Opini

Ironi Gugurnya Prajurit Terbaik

blank
Bagikan di media sosialmu

Oleh Nurhikmah

(Tim Pena Ideologis Maros)

Wacana-edukasi.com — Indonesia kembali berduka, setelah KRI Nanggala-402 dinyatakan hilang kontak ( submiss) pada Rabu (22/4/2021) dini hari lalu. Kini kabar tersebut semakin menambah duka dengan pernyataan panglima TNI, Marsekal Hadi Tjahjanto di Base Ops Lanud I Gusti Ngurah Rai yang menyampaikan pada Ahad (25/4/2021) bahwa KRI Nanggala-402 resmi dinyatakan tenggelam ( subsunk) pada kedalaman 850 meter di perairan Bali Utara.
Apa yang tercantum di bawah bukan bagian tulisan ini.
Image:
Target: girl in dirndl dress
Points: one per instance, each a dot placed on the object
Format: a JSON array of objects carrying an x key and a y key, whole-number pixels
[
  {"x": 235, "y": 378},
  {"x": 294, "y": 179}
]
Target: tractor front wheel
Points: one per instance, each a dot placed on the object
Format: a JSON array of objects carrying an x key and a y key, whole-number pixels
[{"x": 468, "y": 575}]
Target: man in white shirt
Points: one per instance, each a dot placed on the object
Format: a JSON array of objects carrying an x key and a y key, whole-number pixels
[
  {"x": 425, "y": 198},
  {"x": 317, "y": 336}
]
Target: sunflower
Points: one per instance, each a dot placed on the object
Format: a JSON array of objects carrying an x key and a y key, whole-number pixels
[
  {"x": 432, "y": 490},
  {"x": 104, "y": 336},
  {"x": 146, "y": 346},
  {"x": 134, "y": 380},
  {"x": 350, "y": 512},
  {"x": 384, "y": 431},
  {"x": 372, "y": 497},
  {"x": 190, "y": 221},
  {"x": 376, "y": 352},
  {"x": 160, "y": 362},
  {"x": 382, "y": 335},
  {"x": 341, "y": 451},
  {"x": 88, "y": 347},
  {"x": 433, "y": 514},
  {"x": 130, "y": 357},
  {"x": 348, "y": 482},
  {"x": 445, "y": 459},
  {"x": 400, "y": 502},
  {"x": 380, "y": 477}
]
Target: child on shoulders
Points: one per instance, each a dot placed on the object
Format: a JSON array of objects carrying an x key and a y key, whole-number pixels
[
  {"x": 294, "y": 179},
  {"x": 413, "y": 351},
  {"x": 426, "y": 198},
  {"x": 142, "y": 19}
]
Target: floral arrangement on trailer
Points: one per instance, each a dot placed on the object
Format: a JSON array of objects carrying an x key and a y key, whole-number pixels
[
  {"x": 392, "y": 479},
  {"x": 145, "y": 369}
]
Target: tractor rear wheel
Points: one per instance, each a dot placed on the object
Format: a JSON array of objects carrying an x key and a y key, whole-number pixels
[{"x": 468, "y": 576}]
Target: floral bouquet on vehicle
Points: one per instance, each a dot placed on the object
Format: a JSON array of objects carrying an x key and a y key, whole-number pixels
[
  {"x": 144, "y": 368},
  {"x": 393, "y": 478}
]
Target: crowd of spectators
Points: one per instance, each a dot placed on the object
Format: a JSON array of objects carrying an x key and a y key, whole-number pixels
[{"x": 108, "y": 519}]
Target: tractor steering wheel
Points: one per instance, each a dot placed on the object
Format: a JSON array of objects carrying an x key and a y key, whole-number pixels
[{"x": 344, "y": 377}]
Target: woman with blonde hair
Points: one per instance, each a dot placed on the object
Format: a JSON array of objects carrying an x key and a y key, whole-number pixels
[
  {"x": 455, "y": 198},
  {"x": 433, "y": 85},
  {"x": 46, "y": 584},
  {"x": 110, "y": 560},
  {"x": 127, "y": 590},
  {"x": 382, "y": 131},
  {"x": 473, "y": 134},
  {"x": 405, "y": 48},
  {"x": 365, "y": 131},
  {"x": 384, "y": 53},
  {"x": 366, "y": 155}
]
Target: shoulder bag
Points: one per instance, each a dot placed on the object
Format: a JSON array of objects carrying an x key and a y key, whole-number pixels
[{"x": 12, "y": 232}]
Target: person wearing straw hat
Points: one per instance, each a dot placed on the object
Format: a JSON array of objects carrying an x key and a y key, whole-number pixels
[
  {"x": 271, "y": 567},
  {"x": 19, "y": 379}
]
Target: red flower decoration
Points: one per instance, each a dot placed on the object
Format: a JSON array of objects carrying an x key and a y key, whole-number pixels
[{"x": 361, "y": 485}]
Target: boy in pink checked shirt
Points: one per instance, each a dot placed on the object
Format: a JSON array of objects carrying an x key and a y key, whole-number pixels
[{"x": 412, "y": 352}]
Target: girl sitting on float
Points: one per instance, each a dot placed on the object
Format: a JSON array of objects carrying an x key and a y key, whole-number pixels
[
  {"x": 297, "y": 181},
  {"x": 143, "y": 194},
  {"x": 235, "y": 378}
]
Tragedi ini tentu menyimpan duka yang sangat mendalam, bukan hanya bagi keluarga korban tetapi bagi negeri maupun seluruh bangsa Indonesia. Sebab, meski masih menaruh sedikit harapan, tetapi dengan persediaan oksigen yang hanya cukup dalam rentang waktu 72 jam, tentu bisa dipastikan Indonesia telah kehilangan setidaknya 53 prajurit terbaiknya.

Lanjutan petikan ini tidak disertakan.